Referenzofferte einer fondsgebundenen Lebensversicherung
Uns liegt eine Offerte vor von einer in der Schweiz angebotenen Lebensversicherung. Sie dient uns in diesem Beitrag als Beispiel.
- Monatsprämie: CHF 400
- Vertragsdauer: 25 Jahre
- versicherte Invalidenrente pro Jahr: CHF 12’000
- versichertes Todesfallkapital: CHF 150’000
Abschluss- und Vertriebskosten einer fondsgebundenen Lebensversicherung
(in unserem Fall: CHF 10’800)
Kombinierte Versicherungen, die eine Risikodeckung mit dem Sparprozess vereinen, werden in der Regel persönlich von Versicherungsmaklern oder Versicherungsvermittlern an Privatpersonen verkauft. Dementsprechend hoch ist der Aufwand für den Vertrieb. Dieser Aufwand muss gedeckt werden.

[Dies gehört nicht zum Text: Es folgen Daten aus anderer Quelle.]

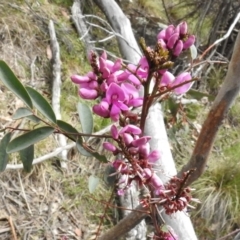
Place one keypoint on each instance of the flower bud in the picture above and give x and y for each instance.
(127, 138)
(189, 42)
(172, 40)
(87, 93)
(114, 132)
(102, 109)
(178, 48)
(183, 28)
(181, 78)
(80, 79)
(110, 147)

In einer uns vorliegenden Offerte einer in der Schweiz tätigen Lebensversicherungsgesellschaft sind folgende Kosten aufgeführt:
- Abschlusskosten: 4 % der Prämiensumme
- Vertriebskosten: 5 % der Prämiensumme
Die Prämiensumme umfasst sämtliche Einzahlungen, die man während der Versicherungsdauer tätigen wird. Im vorliegenden Beispiel liegt die Prämiensumme bei 120’000 Franken. Demnach müssen Sie als Kunde oder Kundin dieser Lebensversicherung nur für den Abschluss 4’800 Franken bezahlen. Für den Vertrieb fallen nochmals 6’000 Franken an, insgesamt zahlen Sie also 10’800 Franken.
Diese Kosten werden Ihnen aber nicht separat in Rechnung gestellt. Denn sonst würde niemand mehr eine Lebensversicherung abschliessen. Nein, die Abschluss- und Vertriebskosten werden Ihnen von Ihrem Sparguthaben abgezogen.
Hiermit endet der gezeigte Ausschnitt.